KAS (Köln)

Vorschläge für den deutschen Aufsatz der Reifeprüfung 1932

1.) Weshalb kann ich trotz Ung[.?.] der Verhältnisse aufrechten Hauptes der Zukunft entgegenschreiten?

2.) Die Blinden von Kagoll (Robert Neumann). Die Novelle ist zu lesen und zu besprechen. (Reclam 7013)

3.) Folgende Gedichte sollen auf ihren Gehalt und ihre Art geprüft werden:
An den Mond (Goethe), Sehnsucht (Eichendorff), Der Pavillon (Rilke), Im Frühjahr (Th. Däubler).

4.) Aus meinen Reisen (Wanderungen): Eine Landschaft oder eine Stadt mit Bauten, Plätzen u. vergl.


Beurteilung

H., Anneliese

Ihr Äußeres verrät in seiner Ausgeglichenheit das wohl gestaltete Innere. Sie hat durch planmäßige Erziehung ihres Körpers und durch Selbstzucht ihres Innern eine schöne Ebenmäßigkeit ihrer Gesamterscheinung erzielt. Dabei ist die Seite der Phantasie stärker entwickelt als die des Verstandes. Daher lehrt sie für sich auch in der Zukunft ein Studium ab, das sie in einseitiger Verstandestätigkeit binden könnte, wie sie auch vor der Erkämpfung einer Lebensstellung zurückschreckt. Sie besitzt ein besonders fein entwickeltes Vermögen, eigene Gedanken zu entwickeln, besonders solche, in denen ihr ethisches Empfinden mitspricht. Dabei ist ihr Urteil gut, aber vorsichtig und vornehm, da sie niemand verletzen will. Sie hatte häufig Gelegenheit, schärfere Äußerungen anderer richtig zu stellen.

In der Arbeit ist sie gründlich und ehrlich, aber etwas langsam.

Lebenslauf

Ich bin am 5. November 1912 geboren. Mein erstes Schuljahr verbrachte ich in der Mittelschule der Niedrigstraße, die allerdings damals in der Ursulinenschule untergebracht war. Durch diesen Notbehelf war das Schulwesen etwas ungeregelt. Oft hatten wir nachmittags Unterricht. Dann zogen wir nach Godesberg, wo ich das evangelische Lyzeum besuchte. Dort verlebte ich ein wunderschönes Jahr in größter Freiheit. Hausaufgaben gab es fast garnicht. Umso schwerer wurde es mir, als wir nach einem Jahr wieder nach Köln zogen und ich hier, da die entsprechende Klasse der Kaiserin-Augusta Schule überfüllt war, erst ein Jahr zum Lyzeum III ging. Auch diese Schule war wieder notdürftig untergebracht und zwar in der Volksschule in der Richard-Wagnerstraße. Ich war den strengen Ton, der dort herrschte, garnicht gewohnt. Auch hatte ich jetzt nachmittags immer viel zu lernen, da ich sehr zurück war. Dann kam ich endlich wiederum nach einem Jahr in die 7te Klasse der Kaiserin-Augusta Schule. Hier lebte ich mich sehr schnell ein und kam leicht mit.
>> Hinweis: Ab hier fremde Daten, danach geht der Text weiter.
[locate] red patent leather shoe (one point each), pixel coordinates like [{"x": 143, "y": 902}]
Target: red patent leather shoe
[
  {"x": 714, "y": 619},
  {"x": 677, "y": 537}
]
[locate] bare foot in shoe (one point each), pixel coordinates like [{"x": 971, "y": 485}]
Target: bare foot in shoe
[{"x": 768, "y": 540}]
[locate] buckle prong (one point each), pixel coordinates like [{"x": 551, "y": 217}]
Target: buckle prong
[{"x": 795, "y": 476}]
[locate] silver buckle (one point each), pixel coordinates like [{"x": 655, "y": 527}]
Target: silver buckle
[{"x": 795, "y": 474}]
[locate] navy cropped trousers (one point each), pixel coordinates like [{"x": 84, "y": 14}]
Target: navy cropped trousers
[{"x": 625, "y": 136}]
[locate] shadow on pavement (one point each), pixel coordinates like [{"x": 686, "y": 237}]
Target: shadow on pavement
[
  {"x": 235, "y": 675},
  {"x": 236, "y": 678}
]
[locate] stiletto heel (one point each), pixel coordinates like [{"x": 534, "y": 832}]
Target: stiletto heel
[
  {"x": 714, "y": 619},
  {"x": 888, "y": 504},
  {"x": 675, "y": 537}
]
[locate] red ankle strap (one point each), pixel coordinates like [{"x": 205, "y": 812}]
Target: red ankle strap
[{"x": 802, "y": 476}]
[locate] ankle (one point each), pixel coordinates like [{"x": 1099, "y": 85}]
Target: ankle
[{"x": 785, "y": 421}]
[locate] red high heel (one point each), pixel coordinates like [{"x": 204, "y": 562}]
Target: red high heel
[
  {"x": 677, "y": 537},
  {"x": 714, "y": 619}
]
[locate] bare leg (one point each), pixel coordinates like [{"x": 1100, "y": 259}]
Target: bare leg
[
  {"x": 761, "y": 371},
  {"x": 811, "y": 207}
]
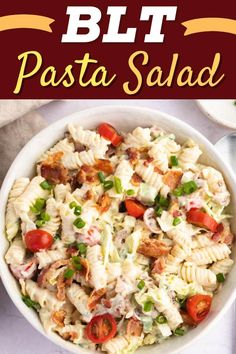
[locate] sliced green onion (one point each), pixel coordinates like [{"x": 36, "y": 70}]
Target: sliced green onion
[
  {"x": 178, "y": 192},
  {"x": 78, "y": 210},
  {"x": 30, "y": 303},
  {"x": 101, "y": 177},
  {"x": 57, "y": 237},
  {"x": 176, "y": 221},
  {"x": 79, "y": 223},
  {"x": 220, "y": 278},
  {"x": 161, "y": 319},
  {"x": 147, "y": 306},
  {"x": 174, "y": 161},
  {"x": 159, "y": 211},
  {"x": 164, "y": 202},
  {"x": 118, "y": 185},
  {"x": 73, "y": 205},
  {"x": 108, "y": 185},
  {"x": 69, "y": 273},
  {"x": 46, "y": 185},
  {"x": 179, "y": 332},
  {"x": 39, "y": 223},
  {"x": 190, "y": 187},
  {"x": 45, "y": 217},
  {"x": 76, "y": 263},
  {"x": 82, "y": 248},
  {"x": 141, "y": 285},
  {"x": 130, "y": 192}
]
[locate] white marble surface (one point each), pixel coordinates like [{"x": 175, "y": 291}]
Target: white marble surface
[{"x": 18, "y": 337}]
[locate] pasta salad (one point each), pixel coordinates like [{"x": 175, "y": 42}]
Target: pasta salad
[{"x": 119, "y": 240}]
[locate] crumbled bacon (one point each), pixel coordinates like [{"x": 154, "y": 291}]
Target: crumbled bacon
[
  {"x": 86, "y": 269},
  {"x": 54, "y": 172},
  {"x": 72, "y": 251},
  {"x": 104, "y": 203},
  {"x": 79, "y": 147},
  {"x": 133, "y": 155},
  {"x": 58, "y": 317},
  {"x": 148, "y": 161},
  {"x": 136, "y": 180},
  {"x": 106, "y": 303},
  {"x": 62, "y": 283},
  {"x": 187, "y": 319},
  {"x": 158, "y": 170},
  {"x": 104, "y": 166},
  {"x": 95, "y": 298},
  {"x": 70, "y": 336},
  {"x": 153, "y": 248},
  {"x": 88, "y": 195},
  {"x": 159, "y": 265},
  {"x": 87, "y": 174},
  {"x": 134, "y": 327},
  {"x": 172, "y": 178},
  {"x": 223, "y": 234}
]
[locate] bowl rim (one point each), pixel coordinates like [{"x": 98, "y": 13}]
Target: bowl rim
[{"x": 62, "y": 123}]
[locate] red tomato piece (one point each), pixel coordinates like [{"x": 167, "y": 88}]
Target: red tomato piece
[
  {"x": 198, "y": 306},
  {"x": 201, "y": 219},
  {"x": 37, "y": 240},
  {"x": 101, "y": 328},
  {"x": 109, "y": 133},
  {"x": 134, "y": 208}
]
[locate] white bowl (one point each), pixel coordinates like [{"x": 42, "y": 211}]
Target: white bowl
[{"x": 125, "y": 119}]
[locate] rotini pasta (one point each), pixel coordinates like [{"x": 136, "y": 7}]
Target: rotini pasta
[{"x": 115, "y": 233}]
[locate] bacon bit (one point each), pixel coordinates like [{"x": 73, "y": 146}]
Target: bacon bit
[
  {"x": 79, "y": 147},
  {"x": 58, "y": 317},
  {"x": 72, "y": 251},
  {"x": 134, "y": 327},
  {"x": 53, "y": 171},
  {"x": 70, "y": 336},
  {"x": 54, "y": 158},
  {"x": 158, "y": 170},
  {"x": 148, "y": 161},
  {"x": 106, "y": 303},
  {"x": 187, "y": 319},
  {"x": 95, "y": 298},
  {"x": 136, "y": 180},
  {"x": 174, "y": 209},
  {"x": 133, "y": 155},
  {"x": 90, "y": 173},
  {"x": 104, "y": 203},
  {"x": 86, "y": 268},
  {"x": 88, "y": 195},
  {"x": 104, "y": 166},
  {"x": 223, "y": 235},
  {"x": 159, "y": 265},
  {"x": 61, "y": 286},
  {"x": 172, "y": 178},
  {"x": 153, "y": 248}
]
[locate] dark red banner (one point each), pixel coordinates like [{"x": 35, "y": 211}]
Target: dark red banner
[{"x": 117, "y": 49}]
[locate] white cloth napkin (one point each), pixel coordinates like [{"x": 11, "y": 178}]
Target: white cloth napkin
[{"x": 14, "y": 135}]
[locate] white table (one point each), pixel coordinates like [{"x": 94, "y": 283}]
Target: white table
[{"x": 18, "y": 337}]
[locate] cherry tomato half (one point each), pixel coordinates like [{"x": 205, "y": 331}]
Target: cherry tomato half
[
  {"x": 37, "y": 240},
  {"x": 109, "y": 133},
  {"x": 201, "y": 219},
  {"x": 134, "y": 208},
  {"x": 198, "y": 307},
  {"x": 101, "y": 328}
]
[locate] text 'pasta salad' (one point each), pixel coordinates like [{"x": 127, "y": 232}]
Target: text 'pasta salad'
[{"x": 120, "y": 240}]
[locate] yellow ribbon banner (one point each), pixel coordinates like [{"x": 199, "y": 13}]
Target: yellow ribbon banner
[
  {"x": 211, "y": 24},
  {"x": 37, "y": 22}
]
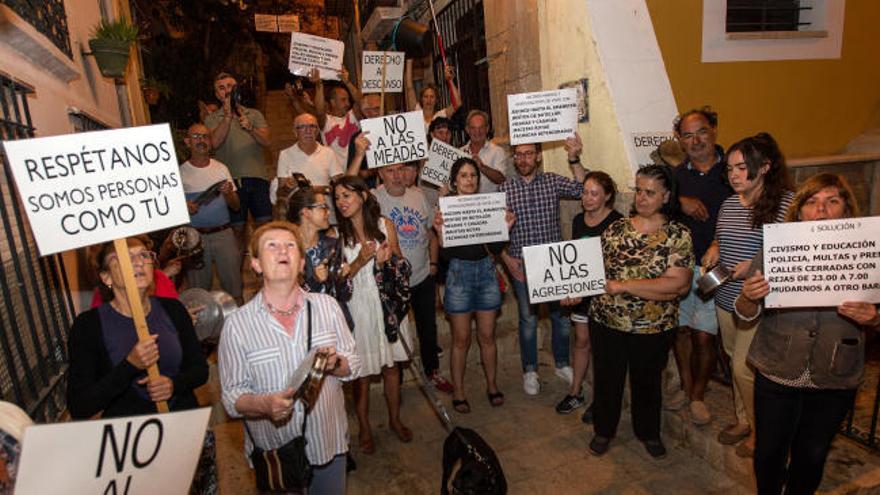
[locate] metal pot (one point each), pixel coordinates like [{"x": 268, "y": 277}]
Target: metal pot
[
  {"x": 713, "y": 279},
  {"x": 218, "y": 305}
]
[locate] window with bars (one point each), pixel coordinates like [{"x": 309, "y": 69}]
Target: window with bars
[
  {"x": 36, "y": 308},
  {"x": 765, "y": 15}
]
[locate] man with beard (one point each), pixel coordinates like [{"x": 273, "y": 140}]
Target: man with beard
[
  {"x": 702, "y": 188},
  {"x": 211, "y": 216}
]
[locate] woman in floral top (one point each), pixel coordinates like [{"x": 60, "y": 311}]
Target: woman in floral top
[{"x": 648, "y": 263}]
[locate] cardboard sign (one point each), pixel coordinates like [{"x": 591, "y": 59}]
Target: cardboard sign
[
  {"x": 397, "y": 138},
  {"x": 371, "y": 72},
  {"x": 134, "y": 455},
  {"x": 473, "y": 219},
  {"x": 87, "y": 188},
  {"x": 822, "y": 263},
  {"x": 543, "y": 116},
  {"x": 308, "y": 51},
  {"x": 564, "y": 269},
  {"x": 441, "y": 156},
  {"x": 644, "y": 143}
]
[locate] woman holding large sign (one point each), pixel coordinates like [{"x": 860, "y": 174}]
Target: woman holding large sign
[
  {"x": 757, "y": 173},
  {"x": 471, "y": 293},
  {"x": 598, "y": 202},
  {"x": 648, "y": 266},
  {"x": 369, "y": 240},
  {"x": 809, "y": 361},
  {"x": 108, "y": 363}
]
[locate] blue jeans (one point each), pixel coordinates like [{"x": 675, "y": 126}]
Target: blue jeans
[{"x": 528, "y": 330}]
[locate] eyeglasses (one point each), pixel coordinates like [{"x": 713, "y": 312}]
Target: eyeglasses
[
  {"x": 145, "y": 257},
  {"x": 524, "y": 154}
]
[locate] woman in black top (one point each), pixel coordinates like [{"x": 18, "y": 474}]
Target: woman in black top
[
  {"x": 471, "y": 292},
  {"x": 599, "y": 213},
  {"x": 107, "y": 361}
]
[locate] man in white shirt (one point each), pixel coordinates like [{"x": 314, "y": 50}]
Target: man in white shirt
[
  {"x": 307, "y": 156},
  {"x": 491, "y": 158},
  {"x": 210, "y": 216}
]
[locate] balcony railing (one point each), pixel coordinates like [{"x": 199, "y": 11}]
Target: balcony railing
[{"x": 46, "y": 16}]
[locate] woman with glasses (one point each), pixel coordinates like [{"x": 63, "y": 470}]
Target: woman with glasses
[
  {"x": 107, "y": 361},
  {"x": 325, "y": 270},
  {"x": 369, "y": 240}
]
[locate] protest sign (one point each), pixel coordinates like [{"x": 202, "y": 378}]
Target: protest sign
[
  {"x": 564, "y": 269},
  {"x": 473, "y": 219},
  {"x": 543, "y": 116},
  {"x": 441, "y": 156},
  {"x": 371, "y": 72},
  {"x": 644, "y": 143},
  {"x": 308, "y": 51},
  {"x": 397, "y": 138},
  {"x": 87, "y": 188},
  {"x": 822, "y": 263},
  {"x": 134, "y": 455}
]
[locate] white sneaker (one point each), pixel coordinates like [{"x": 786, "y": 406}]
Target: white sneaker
[
  {"x": 531, "y": 385},
  {"x": 566, "y": 373}
]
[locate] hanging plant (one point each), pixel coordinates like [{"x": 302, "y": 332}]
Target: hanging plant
[{"x": 111, "y": 45}]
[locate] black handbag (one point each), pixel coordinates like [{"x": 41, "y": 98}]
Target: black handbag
[{"x": 286, "y": 468}]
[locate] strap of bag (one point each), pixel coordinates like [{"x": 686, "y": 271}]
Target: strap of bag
[{"x": 308, "y": 348}]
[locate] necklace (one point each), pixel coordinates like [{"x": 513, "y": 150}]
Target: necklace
[{"x": 282, "y": 312}]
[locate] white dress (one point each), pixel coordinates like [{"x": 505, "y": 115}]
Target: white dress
[{"x": 369, "y": 323}]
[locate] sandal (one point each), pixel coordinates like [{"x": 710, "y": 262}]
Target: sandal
[
  {"x": 495, "y": 399},
  {"x": 403, "y": 433}
]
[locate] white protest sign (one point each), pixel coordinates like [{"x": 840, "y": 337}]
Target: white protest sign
[
  {"x": 473, "y": 219},
  {"x": 543, "y": 116},
  {"x": 266, "y": 23},
  {"x": 371, "y": 72},
  {"x": 441, "y": 156},
  {"x": 135, "y": 455},
  {"x": 397, "y": 138},
  {"x": 822, "y": 263},
  {"x": 644, "y": 143},
  {"x": 288, "y": 23},
  {"x": 564, "y": 269},
  {"x": 308, "y": 51},
  {"x": 88, "y": 188}
]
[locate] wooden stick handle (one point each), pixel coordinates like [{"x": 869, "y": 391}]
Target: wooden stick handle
[{"x": 134, "y": 303}]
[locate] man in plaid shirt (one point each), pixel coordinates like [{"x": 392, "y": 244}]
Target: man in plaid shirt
[{"x": 534, "y": 196}]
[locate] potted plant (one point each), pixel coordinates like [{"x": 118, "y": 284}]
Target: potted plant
[
  {"x": 111, "y": 45},
  {"x": 154, "y": 89}
]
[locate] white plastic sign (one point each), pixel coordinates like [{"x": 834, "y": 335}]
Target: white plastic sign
[
  {"x": 542, "y": 116},
  {"x": 371, "y": 72},
  {"x": 309, "y": 52},
  {"x": 564, "y": 269},
  {"x": 441, "y": 156},
  {"x": 822, "y": 263},
  {"x": 88, "y": 188},
  {"x": 473, "y": 219},
  {"x": 135, "y": 455},
  {"x": 397, "y": 138}
]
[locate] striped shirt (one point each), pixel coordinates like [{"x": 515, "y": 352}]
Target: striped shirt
[
  {"x": 257, "y": 357},
  {"x": 738, "y": 241},
  {"x": 536, "y": 206}
]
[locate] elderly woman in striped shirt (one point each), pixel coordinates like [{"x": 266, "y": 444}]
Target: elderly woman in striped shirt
[{"x": 267, "y": 339}]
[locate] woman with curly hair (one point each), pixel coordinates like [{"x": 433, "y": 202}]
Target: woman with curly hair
[{"x": 757, "y": 173}]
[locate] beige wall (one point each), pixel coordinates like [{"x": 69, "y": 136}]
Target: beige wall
[{"x": 813, "y": 107}]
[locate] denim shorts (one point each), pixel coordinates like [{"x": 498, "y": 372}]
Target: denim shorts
[
  {"x": 696, "y": 312},
  {"x": 471, "y": 286},
  {"x": 253, "y": 194}
]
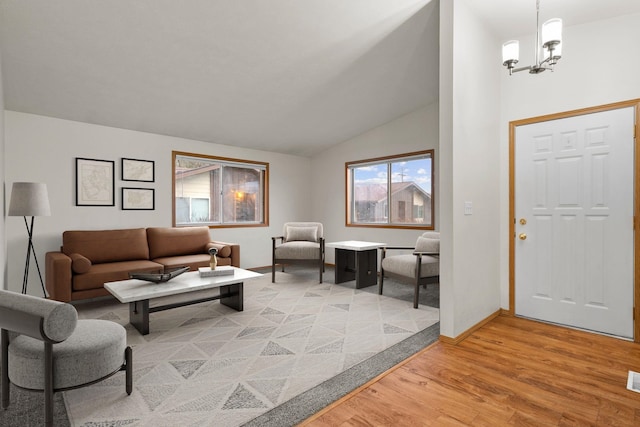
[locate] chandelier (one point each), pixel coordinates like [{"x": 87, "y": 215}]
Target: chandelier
[{"x": 546, "y": 55}]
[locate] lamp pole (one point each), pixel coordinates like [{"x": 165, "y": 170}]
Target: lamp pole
[{"x": 30, "y": 248}]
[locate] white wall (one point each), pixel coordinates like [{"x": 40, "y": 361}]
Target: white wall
[
  {"x": 469, "y": 282},
  {"x": 600, "y": 65},
  {"x": 413, "y": 132},
  {"x": 44, "y": 149}
]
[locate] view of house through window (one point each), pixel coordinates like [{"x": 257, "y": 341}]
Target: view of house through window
[
  {"x": 391, "y": 191},
  {"x": 218, "y": 191}
]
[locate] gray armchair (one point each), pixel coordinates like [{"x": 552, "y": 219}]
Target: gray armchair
[
  {"x": 421, "y": 267},
  {"x": 45, "y": 347},
  {"x": 300, "y": 242}
]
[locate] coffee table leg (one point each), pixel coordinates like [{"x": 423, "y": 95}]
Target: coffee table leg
[
  {"x": 231, "y": 296},
  {"x": 139, "y": 315}
]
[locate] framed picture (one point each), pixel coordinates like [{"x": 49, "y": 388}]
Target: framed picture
[
  {"x": 138, "y": 170},
  {"x": 138, "y": 198},
  {"x": 95, "y": 182}
]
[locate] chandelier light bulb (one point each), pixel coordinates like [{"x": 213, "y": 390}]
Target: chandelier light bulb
[
  {"x": 510, "y": 51},
  {"x": 548, "y": 47},
  {"x": 552, "y": 32}
]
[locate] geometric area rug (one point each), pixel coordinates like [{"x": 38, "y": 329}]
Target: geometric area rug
[{"x": 209, "y": 365}]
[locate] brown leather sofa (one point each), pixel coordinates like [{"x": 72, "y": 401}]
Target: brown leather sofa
[{"x": 88, "y": 259}]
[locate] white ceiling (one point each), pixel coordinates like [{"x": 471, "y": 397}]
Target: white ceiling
[{"x": 290, "y": 76}]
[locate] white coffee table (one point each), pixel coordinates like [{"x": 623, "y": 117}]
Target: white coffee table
[
  {"x": 356, "y": 260},
  {"x": 138, "y": 293}
]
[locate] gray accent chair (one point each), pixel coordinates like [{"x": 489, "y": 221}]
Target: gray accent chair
[
  {"x": 46, "y": 348},
  {"x": 299, "y": 242},
  {"x": 421, "y": 267}
]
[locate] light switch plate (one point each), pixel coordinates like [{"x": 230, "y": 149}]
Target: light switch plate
[{"x": 468, "y": 208}]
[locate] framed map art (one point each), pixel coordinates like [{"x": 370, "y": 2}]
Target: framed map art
[
  {"x": 95, "y": 182},
  {"x": 138, "y": 170}
]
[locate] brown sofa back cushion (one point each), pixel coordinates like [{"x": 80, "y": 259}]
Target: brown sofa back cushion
[
  {"x": 177, "y": 241},
  {"x": 107, "y": 245}
]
Dann kam am Ende der 4ten Klasse die große Entscheidung, ob ich das Abitur machen sollte. Bis kurz vor Ostern waren meine Eltern fest entschlossen, mich auf dem Lyzeum zu lassen, da ich gesundheitlich damals nicht auf der Höhe war. Doch dann kam auf dringendes Raten meiner damaligen Lehrerinnen noch plötzlich der Umschwung. Ich sollte nun doch noch auf die Studienanstalt gehen. Ich sträubte mich erst sehr dagegen, aber es nutzte nichts. Bald sah ich jedoch ein, daß mit der Studienanstalt doch nicht so sinnloses Pauken verbunden war, wie ich befürchtet hatte. Ich kam mehr und mehr zu der Ansicht, daß die Studienanstalt dem einigermaßen begabten jungen Mädchen eine gute Bildung fürs Leben gibt und ihm zweitens wohl auch die beste Entwicklungszeit bietet. So tut es mir heute denn nicht mehr leid, die Studienanstalt besucht zu haben, wenn ich auch sehr wahrscheinlich keinen Beruf auf Grund des Abiturs ergreifen werde.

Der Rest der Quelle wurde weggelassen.